Pero por mucho que el Supremo maneje los tiempos de Garzón, el juez se resiste. Ha dicho que su opción de futuro profesional está tomada, con independencia de lo que diga el Supremo, lo que apunta a que no tiene previsto volver a la Audiencia, porque le estaría vetada en caso de condena.

Mientras tanto, si la recusación que ha presentado retrasa el juicio por los crímenes del franquismo, ninguna otra causa podrá coger la delantera, porque también en ellas habrá recusaciones, si el Supremo sigue el criterio que él mismo estableció y que se publicó en el BOE hace justo un año.

El acuerdo de la Sala de Gobierno del Supremo de 3 de noviembre de 2008 establece que la Sala de Admisión formará parte de la Sala juzgadora y, con ese mismo criterio, el magistrado al que se designó ponente de la causa será también el de la sentencia que se dicte al finalizar al proceso, según fuentes jurídicas.

En el caso de los crímenes del franquismo el ponente es Adolfo Prego, un magistrado que no ha tenido reparo en mostrar públicamente su oposición a la Ley de Memoria Histórica al firmar un manifiesto que responsabiliza de la guerra civil a los partidos de izquierda.

Patrono de la fundación para la Defensa de la Nación Española (Denaes), hasta ha publicado artículos en la revista Hermandad del Valle de los Caídos.
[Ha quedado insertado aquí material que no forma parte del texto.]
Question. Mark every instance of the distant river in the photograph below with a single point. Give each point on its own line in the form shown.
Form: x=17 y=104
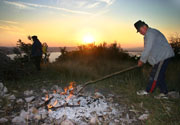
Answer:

En sus autos, los generales franquistas a los que imputó Garzón son apenas "personajes históricos" y un ensayo sobre el robo de niños que se vivió durante la dictadura y continuó en la Transición no pasa de ser "una obra literaria sobre un suceso histórico concreto".

Pese a que la ideología del juez debe quedar fuera de la sala de vistas, que el ponente sea Prego hace que el panorama que se abre ante Garzón no sea halagüeño, como permitía ya augurar la insistencia con la que el Supremo le ha denegado las principales pruebas que proponía para su defensa en cada una de las causas.